I don't think it's necessary to patrol the homeless like it is jail and many places seem able to manage it without having a camera in every corner.

So glad I'm not homeless most places treat you like you're in jail.

PoindexterOglethorpe

(26,045 posts)
11. Homeless places don't treat the homeless as if they're in jail,
Sun Nov 25, 2018, 11:03 AM
Nov 2018

but there's a level of security -- and I don't mean with actual security people but simply with trained staff -- that simply isn't needed in most other places.

A lot of the homeless are mentally ill, and it doesn't take much to set most of them off.

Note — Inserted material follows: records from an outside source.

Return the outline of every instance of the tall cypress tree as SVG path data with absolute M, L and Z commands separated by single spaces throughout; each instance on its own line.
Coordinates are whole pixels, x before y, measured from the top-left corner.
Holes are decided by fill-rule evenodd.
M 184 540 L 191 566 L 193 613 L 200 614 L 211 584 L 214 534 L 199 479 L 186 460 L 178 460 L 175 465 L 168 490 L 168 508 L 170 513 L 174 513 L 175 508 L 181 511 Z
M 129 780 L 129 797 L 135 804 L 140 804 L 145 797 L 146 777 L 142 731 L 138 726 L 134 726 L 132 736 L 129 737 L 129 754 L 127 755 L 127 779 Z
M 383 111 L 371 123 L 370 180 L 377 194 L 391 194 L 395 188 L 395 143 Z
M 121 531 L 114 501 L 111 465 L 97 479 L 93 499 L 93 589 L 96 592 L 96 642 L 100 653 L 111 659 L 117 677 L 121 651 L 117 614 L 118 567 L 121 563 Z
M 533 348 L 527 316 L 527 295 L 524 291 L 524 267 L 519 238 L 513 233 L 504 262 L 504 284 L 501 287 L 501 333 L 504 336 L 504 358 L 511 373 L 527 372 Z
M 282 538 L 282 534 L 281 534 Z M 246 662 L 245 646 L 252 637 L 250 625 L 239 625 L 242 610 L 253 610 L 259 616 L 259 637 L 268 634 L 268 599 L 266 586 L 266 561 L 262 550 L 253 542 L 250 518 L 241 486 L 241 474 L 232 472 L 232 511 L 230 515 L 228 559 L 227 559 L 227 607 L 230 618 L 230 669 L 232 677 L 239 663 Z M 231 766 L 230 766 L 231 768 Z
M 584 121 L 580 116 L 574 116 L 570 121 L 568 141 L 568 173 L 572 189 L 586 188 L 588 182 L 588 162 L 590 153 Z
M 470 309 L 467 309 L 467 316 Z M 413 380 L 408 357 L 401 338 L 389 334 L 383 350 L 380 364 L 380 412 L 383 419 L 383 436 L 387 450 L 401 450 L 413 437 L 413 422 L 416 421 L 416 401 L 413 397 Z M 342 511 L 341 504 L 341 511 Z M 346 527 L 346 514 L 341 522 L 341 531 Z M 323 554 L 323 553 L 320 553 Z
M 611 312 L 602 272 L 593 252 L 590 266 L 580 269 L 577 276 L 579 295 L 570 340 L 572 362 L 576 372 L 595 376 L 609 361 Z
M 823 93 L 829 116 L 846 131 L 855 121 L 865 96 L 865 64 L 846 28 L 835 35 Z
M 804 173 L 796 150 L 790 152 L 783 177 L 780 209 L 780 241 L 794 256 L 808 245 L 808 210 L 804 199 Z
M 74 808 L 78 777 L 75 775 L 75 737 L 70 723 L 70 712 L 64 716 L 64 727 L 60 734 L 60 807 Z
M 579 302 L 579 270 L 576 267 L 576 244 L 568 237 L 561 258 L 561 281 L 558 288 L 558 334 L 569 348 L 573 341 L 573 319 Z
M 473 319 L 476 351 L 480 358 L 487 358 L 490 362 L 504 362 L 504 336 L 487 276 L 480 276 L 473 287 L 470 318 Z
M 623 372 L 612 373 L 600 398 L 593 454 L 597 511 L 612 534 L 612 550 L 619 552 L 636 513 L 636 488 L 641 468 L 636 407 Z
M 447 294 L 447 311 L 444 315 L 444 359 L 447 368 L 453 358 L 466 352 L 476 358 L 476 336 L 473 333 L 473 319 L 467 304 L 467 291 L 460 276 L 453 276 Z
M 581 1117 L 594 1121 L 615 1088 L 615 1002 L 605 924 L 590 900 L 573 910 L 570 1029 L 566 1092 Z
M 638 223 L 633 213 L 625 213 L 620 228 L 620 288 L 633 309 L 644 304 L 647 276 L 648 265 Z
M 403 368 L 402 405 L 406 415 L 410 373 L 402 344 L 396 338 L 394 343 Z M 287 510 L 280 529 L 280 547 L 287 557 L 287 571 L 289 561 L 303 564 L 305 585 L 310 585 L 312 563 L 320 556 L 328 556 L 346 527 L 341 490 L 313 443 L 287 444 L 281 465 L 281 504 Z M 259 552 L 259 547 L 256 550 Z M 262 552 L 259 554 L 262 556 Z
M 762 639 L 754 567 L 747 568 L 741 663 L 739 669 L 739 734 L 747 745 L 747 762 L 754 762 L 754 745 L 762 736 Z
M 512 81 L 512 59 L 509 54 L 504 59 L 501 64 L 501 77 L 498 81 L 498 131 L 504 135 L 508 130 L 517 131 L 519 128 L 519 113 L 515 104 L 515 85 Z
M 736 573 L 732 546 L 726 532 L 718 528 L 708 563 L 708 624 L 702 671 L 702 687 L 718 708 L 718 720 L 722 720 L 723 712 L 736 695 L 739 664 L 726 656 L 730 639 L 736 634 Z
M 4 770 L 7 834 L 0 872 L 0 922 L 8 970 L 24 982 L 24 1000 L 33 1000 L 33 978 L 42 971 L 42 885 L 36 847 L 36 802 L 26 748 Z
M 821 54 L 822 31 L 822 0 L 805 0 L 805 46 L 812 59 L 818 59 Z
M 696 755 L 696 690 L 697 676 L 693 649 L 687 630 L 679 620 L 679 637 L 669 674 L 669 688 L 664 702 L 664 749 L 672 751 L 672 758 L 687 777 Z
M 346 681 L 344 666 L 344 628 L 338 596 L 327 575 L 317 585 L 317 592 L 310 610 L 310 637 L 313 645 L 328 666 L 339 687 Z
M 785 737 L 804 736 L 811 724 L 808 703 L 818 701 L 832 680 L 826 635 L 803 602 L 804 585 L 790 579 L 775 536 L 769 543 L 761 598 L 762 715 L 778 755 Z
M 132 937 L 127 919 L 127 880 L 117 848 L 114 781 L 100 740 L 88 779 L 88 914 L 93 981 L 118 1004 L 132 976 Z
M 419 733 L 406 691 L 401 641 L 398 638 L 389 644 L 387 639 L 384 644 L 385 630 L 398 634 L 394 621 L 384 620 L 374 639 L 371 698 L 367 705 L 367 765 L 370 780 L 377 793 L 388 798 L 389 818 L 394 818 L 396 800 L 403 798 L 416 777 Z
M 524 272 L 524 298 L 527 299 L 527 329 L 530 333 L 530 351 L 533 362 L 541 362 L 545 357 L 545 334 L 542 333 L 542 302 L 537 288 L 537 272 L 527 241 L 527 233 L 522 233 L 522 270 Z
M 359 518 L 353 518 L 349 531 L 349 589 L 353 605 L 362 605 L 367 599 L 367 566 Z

Again, I've done volunteer work at a shelter. All of you who think turning malls into homeless shelter, spend some time volunteering with the homeless, and you'll get a better sense of what might need to be done.

JonLP24

(29,332 posts)
12. I've been homeless and have been to homeless places
Sun Nov 25, 2018, 11:06 AM
Nov 2018

They do treat you like you're in jail. I have a really good sense because I've been there. I also have mental illness so what?

I think they could turn a mall into a CASS type of place. Most homeless people are just like you or me and don't need to be treated as if they are inmates in a jail.

PoindexterOglethorpe

(26,045 posts)
13. What is a CASS type of place?
Sun Nov 25, 2018, 11:26 AM
Nov 2018

I will simply add that the homeless shelter I volunteer at does not treat the guests (the term we actually use) as if they are in jail. The issue of mental illness matters, because many of them are not getting appropriate treatment, which complicates things for themselves and for those around them.

JonLP24

(29,332 posts)
14. Central Arizona Shelter Services
Sun Nov 25, 2018, 11:38 AM
Nov 2018

A place that does treat you like you are in jail unless you are a veteran but even then it is still like jail which makes me glad I'm no longer homeless. I don't have to put up with the BS. Other places treat it like jail but want a percentage of your earnings and will make you owe them money.

Of course mental health matters but they not violent and are in fact more likely to be victims of violence.


lot of the homeless are mentally ill, and it doesn't take much to set most of them off.

PoindexterOglethorpe

(26,045 posts)
18. Sadly, it doesn't surprise me that Arizona would be this way.
Sun Nov 25, 2018, 03:16 PM
Nov 2018

I'm in New Mexico, and the shelter I volunteer at is formally knows as the Interfaith Shelter, and is run by a consortium of most, maybe all of the faith communities in the city. There is NO religion being pushed on anyone. It's just that much of what happens is done by volunteers, who are mostly with one faith group or another.

lindysalsagal

(21,228 posts)
9. I've seen one of these online: Cut up the storefronts into tiny apartments.
Sun Nov 25, 2018, 08:07 AM
Nov 2018

I say, add in some basic food service and basic healthcare, mental health support, transportation, and child-care, and we'd solve our drug problems overnight. That would also reduce crime significantly. It would also create service, maintenance and security jobs.

It wouldn't be a 4-star resort, but it would be livable, and sustainable and reasonably safe. Set them up in sparse regions like the Dakotas and Nebraska. Loosen up the congestion, polution, and the heavy educational burden of major cities.

But it would only work if it were non-profit, and that requires capitalists to let go of their hold over politics.